Re: [RFC 11/14] x86: add support for Dynamic Kernel Stacks

From: Nadav Amit
Date: Mon Mar 11 2024 - 19:56:40 EST




> On 12 Mar 2024, at 1:41, Andy Lutomirski <luto@xxxxxxxxxx> wrote:
>
> On Mon, Mar 11, 2024, at 4:34 PM, Dave Hansen wrote:
>> On 3/11/24 15:17, Andy Lutomirski wrote:
>>> I *think* that all x86 implementations won't fill the TLB for a
>>> non-accessed page without also setting the accessed bit,
>>
>> That's my understanding as well.

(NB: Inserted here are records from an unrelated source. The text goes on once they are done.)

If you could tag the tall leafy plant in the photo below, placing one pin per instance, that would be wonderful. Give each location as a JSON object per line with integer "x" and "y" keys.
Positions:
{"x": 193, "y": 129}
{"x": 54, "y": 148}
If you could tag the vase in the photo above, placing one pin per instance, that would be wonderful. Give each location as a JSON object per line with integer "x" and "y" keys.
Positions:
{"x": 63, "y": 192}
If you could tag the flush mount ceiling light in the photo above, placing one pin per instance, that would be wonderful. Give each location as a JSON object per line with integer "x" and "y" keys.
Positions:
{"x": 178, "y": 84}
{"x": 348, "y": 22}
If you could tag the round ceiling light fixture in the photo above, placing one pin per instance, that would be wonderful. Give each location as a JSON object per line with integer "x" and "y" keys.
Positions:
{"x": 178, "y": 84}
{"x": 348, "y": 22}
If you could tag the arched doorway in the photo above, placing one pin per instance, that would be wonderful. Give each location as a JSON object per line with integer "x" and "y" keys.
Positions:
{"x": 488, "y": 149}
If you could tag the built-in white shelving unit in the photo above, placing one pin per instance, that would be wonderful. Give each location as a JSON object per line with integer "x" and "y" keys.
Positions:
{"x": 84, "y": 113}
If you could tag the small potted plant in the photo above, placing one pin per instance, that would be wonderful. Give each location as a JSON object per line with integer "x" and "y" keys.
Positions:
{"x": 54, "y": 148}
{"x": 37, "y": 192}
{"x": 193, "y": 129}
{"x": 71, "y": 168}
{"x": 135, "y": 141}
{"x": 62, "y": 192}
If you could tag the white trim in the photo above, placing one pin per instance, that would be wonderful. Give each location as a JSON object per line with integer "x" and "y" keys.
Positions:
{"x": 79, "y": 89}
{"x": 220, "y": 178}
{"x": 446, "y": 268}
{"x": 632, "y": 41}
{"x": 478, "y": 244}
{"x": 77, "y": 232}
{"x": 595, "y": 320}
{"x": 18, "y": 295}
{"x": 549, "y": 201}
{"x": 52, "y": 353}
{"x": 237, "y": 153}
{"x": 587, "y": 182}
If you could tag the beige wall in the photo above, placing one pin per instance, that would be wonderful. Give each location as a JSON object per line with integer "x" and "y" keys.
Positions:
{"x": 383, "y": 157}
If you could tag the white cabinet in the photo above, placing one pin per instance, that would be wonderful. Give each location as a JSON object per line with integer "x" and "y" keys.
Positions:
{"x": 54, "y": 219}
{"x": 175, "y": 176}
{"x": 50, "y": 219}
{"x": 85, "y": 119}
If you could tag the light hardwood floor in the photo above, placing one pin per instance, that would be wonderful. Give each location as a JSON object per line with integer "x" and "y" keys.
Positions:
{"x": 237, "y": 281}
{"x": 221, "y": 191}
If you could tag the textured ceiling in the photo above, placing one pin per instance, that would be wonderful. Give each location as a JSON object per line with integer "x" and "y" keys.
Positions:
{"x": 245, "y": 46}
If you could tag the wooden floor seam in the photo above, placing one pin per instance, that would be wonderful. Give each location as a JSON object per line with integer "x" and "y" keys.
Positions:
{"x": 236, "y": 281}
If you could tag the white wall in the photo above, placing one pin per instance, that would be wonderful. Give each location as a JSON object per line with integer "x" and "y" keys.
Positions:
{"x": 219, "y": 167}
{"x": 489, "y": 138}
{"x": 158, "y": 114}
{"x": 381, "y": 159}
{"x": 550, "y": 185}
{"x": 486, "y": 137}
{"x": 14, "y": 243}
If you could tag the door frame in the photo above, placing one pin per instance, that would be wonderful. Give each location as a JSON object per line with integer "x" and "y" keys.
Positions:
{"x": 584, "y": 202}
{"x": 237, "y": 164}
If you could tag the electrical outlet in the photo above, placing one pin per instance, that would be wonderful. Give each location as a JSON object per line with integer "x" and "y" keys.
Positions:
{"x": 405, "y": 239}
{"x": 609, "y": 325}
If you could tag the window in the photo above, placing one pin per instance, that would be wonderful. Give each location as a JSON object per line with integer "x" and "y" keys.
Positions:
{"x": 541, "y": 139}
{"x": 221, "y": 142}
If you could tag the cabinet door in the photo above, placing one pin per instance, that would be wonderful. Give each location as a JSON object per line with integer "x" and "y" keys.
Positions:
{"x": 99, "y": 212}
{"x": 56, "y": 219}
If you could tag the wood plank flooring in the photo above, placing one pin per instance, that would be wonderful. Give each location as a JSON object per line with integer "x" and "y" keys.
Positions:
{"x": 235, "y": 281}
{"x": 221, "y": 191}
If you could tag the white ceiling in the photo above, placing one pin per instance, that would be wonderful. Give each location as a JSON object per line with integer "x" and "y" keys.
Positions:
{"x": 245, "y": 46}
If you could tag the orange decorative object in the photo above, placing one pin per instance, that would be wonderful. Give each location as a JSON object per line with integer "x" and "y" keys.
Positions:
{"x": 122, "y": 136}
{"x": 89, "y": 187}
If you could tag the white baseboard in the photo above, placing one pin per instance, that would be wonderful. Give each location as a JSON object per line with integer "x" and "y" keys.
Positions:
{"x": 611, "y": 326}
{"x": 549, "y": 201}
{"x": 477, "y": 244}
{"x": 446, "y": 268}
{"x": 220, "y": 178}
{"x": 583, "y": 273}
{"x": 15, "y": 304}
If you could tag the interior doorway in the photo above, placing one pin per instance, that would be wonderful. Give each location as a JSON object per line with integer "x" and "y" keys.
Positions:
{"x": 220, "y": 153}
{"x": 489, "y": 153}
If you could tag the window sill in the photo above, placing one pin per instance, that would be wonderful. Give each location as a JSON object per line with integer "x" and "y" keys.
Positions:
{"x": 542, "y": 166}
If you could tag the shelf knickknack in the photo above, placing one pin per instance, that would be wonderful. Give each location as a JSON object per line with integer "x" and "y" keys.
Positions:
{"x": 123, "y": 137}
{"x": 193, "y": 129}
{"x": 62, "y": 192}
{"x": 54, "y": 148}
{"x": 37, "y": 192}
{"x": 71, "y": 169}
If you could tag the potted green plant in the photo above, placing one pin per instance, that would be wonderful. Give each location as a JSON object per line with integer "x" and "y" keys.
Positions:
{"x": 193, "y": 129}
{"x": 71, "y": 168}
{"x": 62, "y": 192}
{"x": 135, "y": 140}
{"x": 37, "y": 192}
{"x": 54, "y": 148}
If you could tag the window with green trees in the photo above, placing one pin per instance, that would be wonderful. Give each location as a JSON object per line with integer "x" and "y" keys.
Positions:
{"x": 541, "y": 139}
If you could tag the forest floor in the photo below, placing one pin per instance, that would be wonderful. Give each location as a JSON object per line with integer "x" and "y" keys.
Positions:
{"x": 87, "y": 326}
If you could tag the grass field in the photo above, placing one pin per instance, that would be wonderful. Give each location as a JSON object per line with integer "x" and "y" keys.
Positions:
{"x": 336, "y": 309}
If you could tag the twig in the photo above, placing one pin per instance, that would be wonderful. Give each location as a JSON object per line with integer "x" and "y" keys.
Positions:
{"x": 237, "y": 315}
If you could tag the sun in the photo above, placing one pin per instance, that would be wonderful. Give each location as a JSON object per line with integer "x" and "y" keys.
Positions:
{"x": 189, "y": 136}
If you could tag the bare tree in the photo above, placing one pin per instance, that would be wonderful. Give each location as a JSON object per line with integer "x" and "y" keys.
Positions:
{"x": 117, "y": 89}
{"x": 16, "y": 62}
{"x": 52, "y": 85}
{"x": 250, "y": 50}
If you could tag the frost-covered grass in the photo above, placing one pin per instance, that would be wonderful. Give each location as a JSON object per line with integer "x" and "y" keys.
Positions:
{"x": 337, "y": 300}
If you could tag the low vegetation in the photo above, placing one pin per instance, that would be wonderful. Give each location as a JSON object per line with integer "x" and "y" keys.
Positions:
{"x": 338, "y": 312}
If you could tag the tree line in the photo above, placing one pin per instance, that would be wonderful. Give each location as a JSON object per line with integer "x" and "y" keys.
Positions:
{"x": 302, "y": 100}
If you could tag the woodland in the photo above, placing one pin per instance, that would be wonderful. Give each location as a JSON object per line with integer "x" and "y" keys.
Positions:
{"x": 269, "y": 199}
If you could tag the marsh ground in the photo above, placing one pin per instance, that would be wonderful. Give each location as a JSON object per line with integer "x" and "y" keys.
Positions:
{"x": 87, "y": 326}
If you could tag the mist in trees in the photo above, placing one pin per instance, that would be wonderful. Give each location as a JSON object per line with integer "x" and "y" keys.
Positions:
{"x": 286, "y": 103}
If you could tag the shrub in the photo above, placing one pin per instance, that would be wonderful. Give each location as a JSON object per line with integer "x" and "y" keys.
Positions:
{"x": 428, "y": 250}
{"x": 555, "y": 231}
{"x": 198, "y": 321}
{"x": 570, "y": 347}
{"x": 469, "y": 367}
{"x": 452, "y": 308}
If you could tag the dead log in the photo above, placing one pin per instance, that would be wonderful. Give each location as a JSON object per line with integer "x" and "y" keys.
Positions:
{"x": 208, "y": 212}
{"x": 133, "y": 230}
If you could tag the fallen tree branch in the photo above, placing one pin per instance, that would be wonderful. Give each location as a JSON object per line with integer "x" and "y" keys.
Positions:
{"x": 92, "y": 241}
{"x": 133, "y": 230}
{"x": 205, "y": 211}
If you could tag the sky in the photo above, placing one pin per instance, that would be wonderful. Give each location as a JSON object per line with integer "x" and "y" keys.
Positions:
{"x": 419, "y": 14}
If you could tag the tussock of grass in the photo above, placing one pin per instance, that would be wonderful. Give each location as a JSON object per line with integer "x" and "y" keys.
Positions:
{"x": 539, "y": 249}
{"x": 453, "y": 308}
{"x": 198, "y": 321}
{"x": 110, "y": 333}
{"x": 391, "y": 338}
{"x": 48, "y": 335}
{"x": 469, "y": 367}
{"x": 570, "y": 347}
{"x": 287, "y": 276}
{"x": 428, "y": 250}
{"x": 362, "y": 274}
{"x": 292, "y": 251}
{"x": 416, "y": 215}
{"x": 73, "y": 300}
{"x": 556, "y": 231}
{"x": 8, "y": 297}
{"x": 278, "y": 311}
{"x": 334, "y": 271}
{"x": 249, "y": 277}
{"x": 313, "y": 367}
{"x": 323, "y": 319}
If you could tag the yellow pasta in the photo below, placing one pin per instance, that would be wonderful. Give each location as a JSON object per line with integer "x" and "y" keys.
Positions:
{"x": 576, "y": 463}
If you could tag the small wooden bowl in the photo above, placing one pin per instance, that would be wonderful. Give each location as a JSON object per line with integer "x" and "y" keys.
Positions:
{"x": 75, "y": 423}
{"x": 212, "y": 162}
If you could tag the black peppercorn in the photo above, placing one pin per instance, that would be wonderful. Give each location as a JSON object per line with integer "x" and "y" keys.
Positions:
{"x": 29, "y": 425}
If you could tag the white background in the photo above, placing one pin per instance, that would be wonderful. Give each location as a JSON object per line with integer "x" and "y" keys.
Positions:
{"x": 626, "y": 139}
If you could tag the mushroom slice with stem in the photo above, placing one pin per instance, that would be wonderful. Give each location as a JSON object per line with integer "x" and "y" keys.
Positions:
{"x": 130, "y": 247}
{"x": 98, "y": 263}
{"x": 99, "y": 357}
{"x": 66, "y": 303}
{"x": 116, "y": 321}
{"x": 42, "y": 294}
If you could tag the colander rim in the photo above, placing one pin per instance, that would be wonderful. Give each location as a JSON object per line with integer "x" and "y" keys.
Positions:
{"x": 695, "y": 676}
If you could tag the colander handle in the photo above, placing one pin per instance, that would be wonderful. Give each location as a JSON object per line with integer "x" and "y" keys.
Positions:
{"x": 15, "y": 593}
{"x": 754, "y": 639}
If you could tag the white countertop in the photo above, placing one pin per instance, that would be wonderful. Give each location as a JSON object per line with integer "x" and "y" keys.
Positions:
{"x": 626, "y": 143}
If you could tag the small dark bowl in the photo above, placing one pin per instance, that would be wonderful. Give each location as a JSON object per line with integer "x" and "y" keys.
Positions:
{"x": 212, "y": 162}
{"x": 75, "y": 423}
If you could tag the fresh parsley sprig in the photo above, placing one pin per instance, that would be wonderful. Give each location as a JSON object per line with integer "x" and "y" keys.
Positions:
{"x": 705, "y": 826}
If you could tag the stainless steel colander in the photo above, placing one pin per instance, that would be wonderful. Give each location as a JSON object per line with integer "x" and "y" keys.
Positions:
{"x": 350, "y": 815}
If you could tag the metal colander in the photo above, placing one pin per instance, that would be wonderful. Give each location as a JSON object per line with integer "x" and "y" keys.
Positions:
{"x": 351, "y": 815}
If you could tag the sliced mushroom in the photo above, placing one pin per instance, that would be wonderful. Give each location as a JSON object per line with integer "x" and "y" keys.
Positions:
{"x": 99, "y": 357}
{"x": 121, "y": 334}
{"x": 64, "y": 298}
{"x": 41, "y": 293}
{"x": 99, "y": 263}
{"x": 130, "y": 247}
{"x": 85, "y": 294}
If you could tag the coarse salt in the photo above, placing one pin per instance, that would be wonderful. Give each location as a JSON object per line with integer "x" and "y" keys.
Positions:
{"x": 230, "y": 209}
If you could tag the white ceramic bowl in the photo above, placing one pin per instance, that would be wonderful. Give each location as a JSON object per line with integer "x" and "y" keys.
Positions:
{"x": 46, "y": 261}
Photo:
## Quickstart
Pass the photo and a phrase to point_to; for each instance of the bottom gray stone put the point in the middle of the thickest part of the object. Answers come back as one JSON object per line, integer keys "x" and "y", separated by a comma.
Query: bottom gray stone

The SDM is a little more obtuse about it:
>>
>>> Whenever the processor uses a paging-structure entry as part of
>>> linear-address translation, it sets the accessed flag in that entry
>>> (if it is not already set).
>>
>> but it's there.
>>
>> But if we start needing Accessed=1 to be accurate, clearing those PTEs
>> gets more expensive because it needs to be atomic to lock out the page
>> walker. It basically needs to start getting treated similarly to what
>> is done for Dirty=1 on userspace PTEs. Not the end of the world, of
>> course, but one more source of overhead.
>
> In my fantasy land where I understand the x86 paging machinery, suppose we're in finish_task_switch(), and suppose prev is Not Horribly Buggy (TM). In particular, suppose that no other CPU is concurrently (non-speculatively!) accessing prev's stack. Prev can't be running, because whatever magic lock prevents it from being migrated hasn't been released yet. (I have no idea what lock this is, but it had darned well better exist so prev isn't migrated before switch_to() even returns.)
>
> So the current CPU is not accessing the memory, and no other CPU is accessing the memory, and BPF doesn't exist, so no one is being utterly daft and a kernel read probe, and perf isn't up to any funny business, etc. And a CPU will never *speculatively* set the accessed bit (I told you it's fantasy land), so we just do it unlocked:
>
> if (!pte->accessed) {
> *pte = 0;
> reuse the memory;
> }
>
> What could possibly go wrong?
>
> I admit this is not the best idea I've ever had, and I will not waste anyone's time by trying very hard to defend it :)
>

Just a thought: you don’t care if someone only reads from the stack's page (you can just install another page later). IOW: you only care if someone writes.

So you can look on the dirty-bit, which is not being set speculatively and save yourself one problem.